This is a book about totally unlikeable people who kill a lot of other people and then kind of try to save the world-- but only because there's something in it for them. In the end they have good reasons for the people they kill in this story-- but this doesn't remedy the fact that nothing is done to make them likeable. The Sopranos made likeable and complex characters out of Tony, Silvio, and so many other people, but this book, IMO, does very little in that regard. On a more positive note, I did listen the whole way through, because I cared enough to see what happened in the end. If you're looking for action and danger and you're completely bored with character development, great... otherwise, keep shopping.
This was my first title by WIlliam Landay, and I thoroughly enjoyed it. the story got a bit predictable at times, but that's okay because it's true theme (how far should blind love and support go? What is "reasonable doubt"?) comes through loud and clear. I recommend this to anyone.
I loved William Landay's later book, "Defending Jacob", so was excited to get this one. I've gotten about 2 hours into it, and frankly I can't get up any excitement to listen to it anymore. For starters, it's a period piece set sometime in the 40's or 50's, and those usually don't do it for me. For seconds, it's about a bunch of brothers that I find completely unsavory, in a family that I don't like very much. The mystery is about a strangler of women that I've never met and have no connection to. At this point, I just don't care who killed them or what happens to this family, so I'm setting the book down. Sorry Mr. Landay.
The more I think about it... the more I like this book. I grew up in the South in the 60's and 70's, and find these scenarios spot-on with what my parents described to me from ten years prior. I was riveted throughout. Expertly narrated and completely absorbing.

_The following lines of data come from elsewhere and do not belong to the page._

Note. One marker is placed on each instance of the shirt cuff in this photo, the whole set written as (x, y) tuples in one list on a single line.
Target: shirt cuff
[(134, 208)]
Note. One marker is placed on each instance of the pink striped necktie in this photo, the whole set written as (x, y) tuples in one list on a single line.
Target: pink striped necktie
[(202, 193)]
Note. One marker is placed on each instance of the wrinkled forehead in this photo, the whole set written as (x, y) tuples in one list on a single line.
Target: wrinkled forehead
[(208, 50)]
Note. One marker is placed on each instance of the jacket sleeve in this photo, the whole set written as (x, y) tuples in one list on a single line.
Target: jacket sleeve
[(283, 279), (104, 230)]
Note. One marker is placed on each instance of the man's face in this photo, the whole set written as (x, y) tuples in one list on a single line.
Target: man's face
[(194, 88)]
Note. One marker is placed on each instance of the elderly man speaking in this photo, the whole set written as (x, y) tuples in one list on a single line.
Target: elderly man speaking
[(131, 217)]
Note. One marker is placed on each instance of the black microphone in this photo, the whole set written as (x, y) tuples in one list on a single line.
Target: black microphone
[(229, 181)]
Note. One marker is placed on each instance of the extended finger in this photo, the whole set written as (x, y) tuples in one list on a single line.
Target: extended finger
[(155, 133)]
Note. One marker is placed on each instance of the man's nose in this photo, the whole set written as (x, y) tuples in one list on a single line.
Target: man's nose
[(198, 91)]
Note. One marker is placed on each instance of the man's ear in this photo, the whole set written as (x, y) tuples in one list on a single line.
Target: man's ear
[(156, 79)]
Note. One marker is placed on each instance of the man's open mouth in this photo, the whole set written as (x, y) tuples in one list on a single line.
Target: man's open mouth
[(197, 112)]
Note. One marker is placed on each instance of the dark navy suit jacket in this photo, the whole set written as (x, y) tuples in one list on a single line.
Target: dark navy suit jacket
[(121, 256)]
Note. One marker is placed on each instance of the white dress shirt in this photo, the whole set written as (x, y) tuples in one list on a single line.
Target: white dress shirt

I thoroughly enjoyed this book! I"m actually trying to decide for myself just why I'm not giving it 5 stars... maybe because the "letter" format really did drive me crazy at times-- particularly at the beginning. About 1/4 of the way in, however, I was so engaged that the format did not matter as much. In fact, the format reminds the reader how much communication has changed in the past 70 years. The narrators of this book were fantastic.
I listened to this book with some trepidation; I am a former physician who left medicine to return to high school teaching, so Dr. Sax's book really rings important to me. The book addresses what I think is a very important topic, and often does so quite nicely. Dr. Sax makes very good points about ADD/ADHD drugs, both stimulant and non stimulant. He also raises excellent points about neurological development in boys and why the typical American school system may not be best for them. But he shifts later from supporting his ideas with scientific evidence to more of a "I know a kid who..." type case studies that he then generalizes far too much. I think as long as one goes into this book recognizing Dr. Sax's agenda (a push for same-sex education) and assesses the evidence for him/her self, this is a very worthwhile book. Just don't take every conclusion as gospel.
Fantastic trilogy! Larsson's books are filled with characters that one doesn't get to meet every day, particularly in the U.S. The interpersonal relationships are fascinating, the personalities complex. the society refreshingly different. Prude Alert: this book includes sexual details that some might have a hard time with ( I wouldn't want my 12 year old reading this book!).
Read this book while preparing students for a trip to Turtle Island, Eustace Conway's preserve in NC. I totally enjoyed Elizabeth Gilbert's writing style, and gained tremendously from this understanding of Eustace. I have read reviews that discredit Ms. Gilbert's over-involvement with her subject; my take on this is that authors have been writing about people they know "too well" for years. It's a legitimate way to write, and it's the reader's job to decide just what bias this may give the author's story. this story is very well worth telling!
I am a forty-something science teacher who listened to this book on advice of some of my students. Enjoyed the plot, and enjoyed even more seeing what my brighter students are reading and how it relates to science. Many of the ideas have been said before, but not directly to this generation in this way. The story is a great distraction from everyday life, though the ending is fairly abrupt and too 'pat' for the intense plot that precedes it.
Wow. I had forgotten what a great writer Stephen King is! You think of 'horror', 'suspense', and 'supernatural thriller' with his name... but 'great writer' belongs in there too. I loved listening to the use of language in this book! It hooked me and drew me into the story, so that when things got a bit wierd, I had to slow down and listen in spurts so I wouldn't get too scared. A great choice!
This is a very good (but not great) book by RN Patterson. I thoroughly enjoyed it, though if you're a realist, some of the coincidences may be a problem for you. It definitely gives the listener a lot to reflect on regarding life purposes, worthwhile goals, and the nature of friendship.